En médecine humaine, environ 1,5 million d’événements indésirables évitables se produisent chaque année aux États-Unis, et près de 100 000 décès annuels sont attribués à des erreurs médicales 3. L’incidence des erreurs en médecine vétérinaire a été moins bien évaluée mais elle est tout aussi élevée. Une étude récente s’est appuyée sur un système de déclaration volontaire des incidents pour estimer le type et la gravité des erreurs médicales signalées dans trois établissements vétérinaires nord-américains (un hôpital universitaire pour animaux de compagnie, un hôpital universitaire pour animaux de rente et une clinique de spécialistes pour animaux de compagnie).
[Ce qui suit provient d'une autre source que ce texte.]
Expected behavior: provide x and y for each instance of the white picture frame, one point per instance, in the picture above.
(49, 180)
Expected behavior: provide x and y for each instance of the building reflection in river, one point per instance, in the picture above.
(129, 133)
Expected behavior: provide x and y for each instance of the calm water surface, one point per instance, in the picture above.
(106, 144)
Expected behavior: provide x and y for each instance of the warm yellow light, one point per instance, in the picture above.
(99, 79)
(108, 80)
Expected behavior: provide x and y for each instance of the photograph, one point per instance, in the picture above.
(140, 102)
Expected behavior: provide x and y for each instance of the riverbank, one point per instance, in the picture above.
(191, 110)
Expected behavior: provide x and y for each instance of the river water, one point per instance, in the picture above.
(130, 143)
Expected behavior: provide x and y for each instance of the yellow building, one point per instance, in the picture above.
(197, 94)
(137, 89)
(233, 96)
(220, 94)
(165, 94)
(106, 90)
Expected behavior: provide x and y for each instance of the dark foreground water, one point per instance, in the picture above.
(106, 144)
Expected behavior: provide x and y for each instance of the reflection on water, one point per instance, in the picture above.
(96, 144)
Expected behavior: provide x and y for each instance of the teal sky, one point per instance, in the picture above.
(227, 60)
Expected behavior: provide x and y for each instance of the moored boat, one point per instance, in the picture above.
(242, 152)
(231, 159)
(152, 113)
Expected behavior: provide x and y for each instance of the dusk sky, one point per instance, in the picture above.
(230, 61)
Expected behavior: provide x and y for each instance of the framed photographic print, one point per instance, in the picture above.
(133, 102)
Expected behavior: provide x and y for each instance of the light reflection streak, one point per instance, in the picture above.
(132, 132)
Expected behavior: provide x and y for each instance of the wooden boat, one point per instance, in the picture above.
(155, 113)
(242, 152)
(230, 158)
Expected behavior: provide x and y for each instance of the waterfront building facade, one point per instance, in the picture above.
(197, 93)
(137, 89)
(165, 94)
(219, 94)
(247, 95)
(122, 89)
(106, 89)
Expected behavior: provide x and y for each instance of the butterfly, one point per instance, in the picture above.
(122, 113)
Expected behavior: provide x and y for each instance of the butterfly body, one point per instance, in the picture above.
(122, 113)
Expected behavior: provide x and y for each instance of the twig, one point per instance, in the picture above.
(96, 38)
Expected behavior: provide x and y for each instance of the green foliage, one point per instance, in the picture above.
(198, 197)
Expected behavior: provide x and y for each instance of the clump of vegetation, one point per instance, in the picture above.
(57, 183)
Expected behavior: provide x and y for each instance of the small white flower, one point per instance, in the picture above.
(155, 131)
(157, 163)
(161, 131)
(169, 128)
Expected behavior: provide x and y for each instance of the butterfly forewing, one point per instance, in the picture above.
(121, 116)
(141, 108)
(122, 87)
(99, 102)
Le Tableau 1 recense, catégorise et donne des exemples des erreurs recensées. Les incidents ont également été classés selon qu’ils ont failli donner lieu à un accident (l’animal n’en a pas été victime mais l’erreur aurait pu lui causer un préjudice), qu’ils ont causé un accident sans gravité (l’animal a été victime mais sans préjudice grave), qu’un événement indésirable s’est produit (l’animal a été victime et a subi un préjudice) ou que l’erreur a mis en danger l’animal (augmentant la probabilité d’un événement menaçant sa sécurité). Les dossiers ont été examinés rétrospectivement pour évaluer la gravité de l’erreur 4. Au cours des trois années de l’étude, 560 incidents ont été signalés, ce qui équivaut à environ 5 erreurs pour 1 000 visites de clients. Ce chiffre est nettement plus élevé qu’en médecine humaine généraliste, où environ 1 visite sur 1 000 provoque un dommage évitable. Les erreurs les plus fréquentes concernent les médicaments, suivies par les défauts de communication. Dans 45 % des cas, les erreurs n’ont pas causé de tort aux animaux mais 15 % des incidents leur ont en revanche porté préjudice, entraînant une morbidité permanente voire la mort dans 8 % des cas. La proportion la plus élevée d’erreurs a été observée dans l’hôpital universitaire pour animaux de compagnie mais cela pourrait être simplement dû à une déclaration plus diligente 4.
L’analyse de près de 3 000 dossiers de demande d’indemnisation soumis à la principale compagnie d’assurance vétérinaire du Royaume-Uni a aussi permis de recenser les principales erreurs des vétérinaires. Les plus fréquentes se produisaient pendant les interventions chirurgicales (41 %) ; venaient ensuite les erreurs médicales (30 %), obstétriques (13 %), diagnostiques (9 %), les conseils erronés (5 %) et les erreurs d’anesthésie (2 %). Une évaluation plus poussée d’un sous-ensemble de ces demandes a permis de déterminer que 51 % des erreurs avaient une origine cognitive (fautes d’étourderie, lapsus…), ou étaient dues à des manquements aux règles ou enfin à des connaissances insuffisantes. Les manquements aux règles résultent d’une mauvaise application des connaissances, tandis que les connaissances insuffisantes rendent incapables de résoudre des problèmes complexes 5.